Saldırının geldiği yerden öğrencinin geldiği yöne baktığında, kenarda bir grup kız çocuğu da görebiliyordu. Orada ve sonra kafasında bir şey tıkladı.
‘Bu bir kaza değildi. Susamış erkekleri tanıyorsam, bu adamlar o kızları etkilemeye çalışıyorlardı. Nate bunu neden yaptı? Çünkü belki de kendi gençliğinde benzer bir şey deneyecekti.
Nate, kıvırcık saçlı öğrencinin çocuğa doğru yürüdüğünü görünce ne olacağını merak ediyordu.
‘Bir dakika, bu yeni adam mı? Öyle olmak zorunda. Onu burada gördüğümü hatırlamıyorum.”
Kol saatine baktığında 1. seviyeyi görebiliyordu ama başka bir şey onu daha da endişelendiriyordu. Öğrencinin yumruğunu sıktığını ve yumruk atmaya hazır olduğunu görebiliyordu.
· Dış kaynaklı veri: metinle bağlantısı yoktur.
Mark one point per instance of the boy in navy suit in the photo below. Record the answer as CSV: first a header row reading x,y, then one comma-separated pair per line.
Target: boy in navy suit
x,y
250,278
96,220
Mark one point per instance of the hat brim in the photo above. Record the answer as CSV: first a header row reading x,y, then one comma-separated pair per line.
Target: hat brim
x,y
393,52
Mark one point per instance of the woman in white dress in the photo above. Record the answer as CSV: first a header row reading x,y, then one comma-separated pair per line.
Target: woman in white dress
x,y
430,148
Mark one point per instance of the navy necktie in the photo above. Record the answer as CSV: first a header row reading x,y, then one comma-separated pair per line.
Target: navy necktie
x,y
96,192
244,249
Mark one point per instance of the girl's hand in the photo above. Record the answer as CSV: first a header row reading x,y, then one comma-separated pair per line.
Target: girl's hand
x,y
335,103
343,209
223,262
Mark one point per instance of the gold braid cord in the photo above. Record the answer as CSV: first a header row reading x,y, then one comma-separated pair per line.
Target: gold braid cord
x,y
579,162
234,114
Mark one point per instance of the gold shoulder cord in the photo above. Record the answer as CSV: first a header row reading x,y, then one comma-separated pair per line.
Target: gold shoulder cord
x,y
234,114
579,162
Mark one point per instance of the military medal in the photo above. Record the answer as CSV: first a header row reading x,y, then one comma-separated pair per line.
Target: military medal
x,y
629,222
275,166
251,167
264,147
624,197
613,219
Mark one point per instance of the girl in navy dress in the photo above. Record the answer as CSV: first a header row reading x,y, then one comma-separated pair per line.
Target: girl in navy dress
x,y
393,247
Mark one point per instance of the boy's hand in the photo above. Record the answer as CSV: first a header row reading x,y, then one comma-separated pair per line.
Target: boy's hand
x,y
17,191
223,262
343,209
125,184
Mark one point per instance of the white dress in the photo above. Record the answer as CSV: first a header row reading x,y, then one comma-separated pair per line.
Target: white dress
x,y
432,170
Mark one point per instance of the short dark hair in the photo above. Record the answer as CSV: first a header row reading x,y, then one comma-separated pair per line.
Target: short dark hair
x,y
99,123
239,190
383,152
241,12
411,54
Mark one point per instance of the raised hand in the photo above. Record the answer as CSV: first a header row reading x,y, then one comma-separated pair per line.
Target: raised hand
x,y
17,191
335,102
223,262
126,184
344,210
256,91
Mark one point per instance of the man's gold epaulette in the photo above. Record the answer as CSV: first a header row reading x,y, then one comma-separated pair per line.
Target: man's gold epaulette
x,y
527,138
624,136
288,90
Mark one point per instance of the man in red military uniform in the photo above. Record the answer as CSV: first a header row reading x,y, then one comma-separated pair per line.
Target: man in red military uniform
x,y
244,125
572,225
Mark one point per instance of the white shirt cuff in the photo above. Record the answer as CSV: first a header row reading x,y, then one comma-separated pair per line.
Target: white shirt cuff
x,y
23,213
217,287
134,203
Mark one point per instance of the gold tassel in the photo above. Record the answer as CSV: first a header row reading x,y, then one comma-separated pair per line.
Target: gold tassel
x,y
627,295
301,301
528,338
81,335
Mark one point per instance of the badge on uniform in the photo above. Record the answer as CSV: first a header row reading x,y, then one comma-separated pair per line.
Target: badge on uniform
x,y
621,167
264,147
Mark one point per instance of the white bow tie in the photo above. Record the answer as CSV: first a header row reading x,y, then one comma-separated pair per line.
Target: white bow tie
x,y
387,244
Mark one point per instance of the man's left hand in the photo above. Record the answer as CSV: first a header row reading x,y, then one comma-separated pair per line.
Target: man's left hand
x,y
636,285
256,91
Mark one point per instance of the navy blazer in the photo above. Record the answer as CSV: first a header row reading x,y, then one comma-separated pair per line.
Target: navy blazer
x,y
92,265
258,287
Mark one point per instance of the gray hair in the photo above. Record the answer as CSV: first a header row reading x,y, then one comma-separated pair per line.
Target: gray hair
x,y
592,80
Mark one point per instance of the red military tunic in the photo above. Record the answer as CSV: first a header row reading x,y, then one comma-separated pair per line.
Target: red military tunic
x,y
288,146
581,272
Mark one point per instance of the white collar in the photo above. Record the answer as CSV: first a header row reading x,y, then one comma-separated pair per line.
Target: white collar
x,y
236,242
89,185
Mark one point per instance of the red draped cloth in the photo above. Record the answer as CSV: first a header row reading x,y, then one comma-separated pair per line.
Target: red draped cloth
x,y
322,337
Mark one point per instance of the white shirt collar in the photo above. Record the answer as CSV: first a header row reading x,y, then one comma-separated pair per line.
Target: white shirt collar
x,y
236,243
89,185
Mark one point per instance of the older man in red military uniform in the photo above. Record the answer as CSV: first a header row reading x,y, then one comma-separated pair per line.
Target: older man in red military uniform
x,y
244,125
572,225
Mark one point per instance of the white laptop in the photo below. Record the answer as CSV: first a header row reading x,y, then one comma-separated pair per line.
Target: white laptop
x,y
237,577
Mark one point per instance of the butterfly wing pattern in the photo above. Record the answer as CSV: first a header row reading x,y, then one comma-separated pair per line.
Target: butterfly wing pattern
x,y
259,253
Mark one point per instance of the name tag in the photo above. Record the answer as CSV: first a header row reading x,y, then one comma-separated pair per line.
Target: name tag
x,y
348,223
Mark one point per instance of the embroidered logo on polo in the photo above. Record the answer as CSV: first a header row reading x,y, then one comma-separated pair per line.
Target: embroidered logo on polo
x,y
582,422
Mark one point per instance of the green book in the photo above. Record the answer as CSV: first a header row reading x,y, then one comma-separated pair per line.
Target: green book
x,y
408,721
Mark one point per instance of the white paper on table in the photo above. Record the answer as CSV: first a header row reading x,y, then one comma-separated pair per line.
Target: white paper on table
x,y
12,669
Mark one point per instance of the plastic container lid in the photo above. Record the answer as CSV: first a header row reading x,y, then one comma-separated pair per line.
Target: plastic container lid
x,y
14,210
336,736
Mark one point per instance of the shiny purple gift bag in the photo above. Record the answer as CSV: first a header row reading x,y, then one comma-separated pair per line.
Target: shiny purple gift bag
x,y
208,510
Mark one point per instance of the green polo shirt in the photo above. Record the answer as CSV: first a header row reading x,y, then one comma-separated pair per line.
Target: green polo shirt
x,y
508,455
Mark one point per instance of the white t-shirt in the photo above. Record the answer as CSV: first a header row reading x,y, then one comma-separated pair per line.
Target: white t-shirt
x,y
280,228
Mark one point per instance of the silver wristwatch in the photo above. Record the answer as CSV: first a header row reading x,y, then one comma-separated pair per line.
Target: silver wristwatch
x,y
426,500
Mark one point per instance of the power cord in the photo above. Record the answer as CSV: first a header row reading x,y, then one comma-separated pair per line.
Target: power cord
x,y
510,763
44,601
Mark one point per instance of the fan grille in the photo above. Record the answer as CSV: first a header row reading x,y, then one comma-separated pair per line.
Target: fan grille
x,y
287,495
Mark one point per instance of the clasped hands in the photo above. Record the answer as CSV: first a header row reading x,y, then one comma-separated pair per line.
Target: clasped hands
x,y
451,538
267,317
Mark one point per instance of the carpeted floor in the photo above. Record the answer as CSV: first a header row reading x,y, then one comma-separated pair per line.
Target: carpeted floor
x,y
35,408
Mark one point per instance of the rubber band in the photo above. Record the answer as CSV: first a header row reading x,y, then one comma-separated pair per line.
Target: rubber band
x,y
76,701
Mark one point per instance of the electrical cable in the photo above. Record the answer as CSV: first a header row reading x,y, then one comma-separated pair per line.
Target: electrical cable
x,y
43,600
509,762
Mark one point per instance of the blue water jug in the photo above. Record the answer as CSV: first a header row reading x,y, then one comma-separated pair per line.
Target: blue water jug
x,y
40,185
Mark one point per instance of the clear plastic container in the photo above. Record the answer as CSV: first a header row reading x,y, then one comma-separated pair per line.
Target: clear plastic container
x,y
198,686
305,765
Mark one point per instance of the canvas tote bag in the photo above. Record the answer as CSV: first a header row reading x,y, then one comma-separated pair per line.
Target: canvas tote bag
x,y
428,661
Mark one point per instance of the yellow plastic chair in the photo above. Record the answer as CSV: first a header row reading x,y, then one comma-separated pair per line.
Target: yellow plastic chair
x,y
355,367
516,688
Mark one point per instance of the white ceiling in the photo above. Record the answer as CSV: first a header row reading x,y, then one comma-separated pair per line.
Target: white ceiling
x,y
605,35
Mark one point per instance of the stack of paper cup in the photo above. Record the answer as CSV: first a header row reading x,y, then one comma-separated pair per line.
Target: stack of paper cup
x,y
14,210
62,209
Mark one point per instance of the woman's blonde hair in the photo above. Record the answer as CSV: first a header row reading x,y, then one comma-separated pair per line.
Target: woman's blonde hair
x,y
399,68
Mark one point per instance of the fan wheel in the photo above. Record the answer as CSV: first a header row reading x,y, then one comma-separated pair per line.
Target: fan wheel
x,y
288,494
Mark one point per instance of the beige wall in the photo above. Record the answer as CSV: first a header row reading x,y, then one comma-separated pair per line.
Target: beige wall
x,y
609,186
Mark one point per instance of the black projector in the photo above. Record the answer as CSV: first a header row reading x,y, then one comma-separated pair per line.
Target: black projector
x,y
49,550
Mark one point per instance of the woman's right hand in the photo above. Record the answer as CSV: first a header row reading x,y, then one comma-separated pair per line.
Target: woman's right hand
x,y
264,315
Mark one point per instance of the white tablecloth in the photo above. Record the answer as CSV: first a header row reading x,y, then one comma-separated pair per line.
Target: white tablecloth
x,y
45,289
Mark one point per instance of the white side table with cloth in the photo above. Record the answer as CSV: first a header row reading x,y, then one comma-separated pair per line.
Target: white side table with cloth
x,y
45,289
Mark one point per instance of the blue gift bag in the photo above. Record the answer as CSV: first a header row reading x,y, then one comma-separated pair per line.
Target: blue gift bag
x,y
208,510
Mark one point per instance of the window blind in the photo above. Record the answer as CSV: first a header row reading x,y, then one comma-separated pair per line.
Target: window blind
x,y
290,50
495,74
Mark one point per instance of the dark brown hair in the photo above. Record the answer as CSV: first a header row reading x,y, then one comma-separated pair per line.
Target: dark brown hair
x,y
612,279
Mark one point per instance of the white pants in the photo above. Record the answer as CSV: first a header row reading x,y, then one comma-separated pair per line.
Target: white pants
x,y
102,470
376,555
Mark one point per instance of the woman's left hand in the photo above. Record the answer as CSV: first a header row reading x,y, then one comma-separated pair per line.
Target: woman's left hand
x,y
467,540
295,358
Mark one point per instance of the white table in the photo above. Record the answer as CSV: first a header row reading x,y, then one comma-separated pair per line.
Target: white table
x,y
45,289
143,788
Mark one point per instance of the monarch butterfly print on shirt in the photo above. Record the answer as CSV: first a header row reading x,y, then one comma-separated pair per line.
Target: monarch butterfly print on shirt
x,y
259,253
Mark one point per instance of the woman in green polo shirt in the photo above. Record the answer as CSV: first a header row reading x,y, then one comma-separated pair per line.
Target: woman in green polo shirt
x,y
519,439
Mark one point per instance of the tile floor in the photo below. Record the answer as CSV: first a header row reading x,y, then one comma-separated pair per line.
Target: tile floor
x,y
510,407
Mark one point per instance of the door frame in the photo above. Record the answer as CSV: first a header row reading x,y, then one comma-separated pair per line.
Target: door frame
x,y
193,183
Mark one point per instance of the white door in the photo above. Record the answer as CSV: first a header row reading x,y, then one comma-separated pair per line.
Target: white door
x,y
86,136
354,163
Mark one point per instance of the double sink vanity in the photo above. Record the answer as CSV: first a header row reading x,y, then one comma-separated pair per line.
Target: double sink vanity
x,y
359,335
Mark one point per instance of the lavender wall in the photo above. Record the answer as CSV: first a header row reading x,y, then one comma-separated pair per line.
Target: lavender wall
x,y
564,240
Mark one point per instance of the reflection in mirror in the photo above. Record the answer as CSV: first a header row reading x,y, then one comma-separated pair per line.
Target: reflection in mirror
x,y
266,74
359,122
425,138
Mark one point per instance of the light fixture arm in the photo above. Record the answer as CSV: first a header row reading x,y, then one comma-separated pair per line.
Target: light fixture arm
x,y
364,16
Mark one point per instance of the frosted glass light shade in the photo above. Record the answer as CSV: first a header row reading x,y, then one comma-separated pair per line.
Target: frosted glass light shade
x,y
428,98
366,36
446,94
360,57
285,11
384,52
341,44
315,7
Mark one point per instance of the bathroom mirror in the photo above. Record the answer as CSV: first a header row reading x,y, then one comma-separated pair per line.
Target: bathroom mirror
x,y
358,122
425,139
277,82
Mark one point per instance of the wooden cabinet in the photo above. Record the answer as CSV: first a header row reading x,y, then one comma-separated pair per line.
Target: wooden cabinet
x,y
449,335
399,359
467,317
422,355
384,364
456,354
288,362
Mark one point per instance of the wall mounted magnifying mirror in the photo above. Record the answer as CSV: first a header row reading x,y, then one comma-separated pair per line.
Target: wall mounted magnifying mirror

En üst platforma geri döndüğümüzde, öğrenciler ilk etkinliklerin başlaması için ekranların önünde toplanmaya başladılar. Diğerleri otelden birlikte ayrılmışlardı ve şimdi ikinci perdenin önünde huzur içinde oturuyorlardı. Tam o sırada Sam kendi otelinden gelmişti, çünkü dün onlarla buluşmayı kararlaştırmıştı.
“Hey, Quinn nerede?” Diye sordu Sam, onlarla oturmadığını fark ederek.
“Peki,” diye yanıtladı Vorden. “Dövüş turnuvasına katılıyor.”
Sam’in elinde tuttuğu içki neredeyse yere düşüyordu, ama çabucak tutuşunu sıkılaştırdı ve sonra yüzünde küçük bir gülümseme belirdi. “Ah, gerçekten.”
‘Kaderin seni neden savaş alanına koymaya karar verdiğini bilmiyorum, tek bildiğim, herkesin cehennem gibi bir sürprizle karşı karşıya olabileceği.’ Sam düşündü.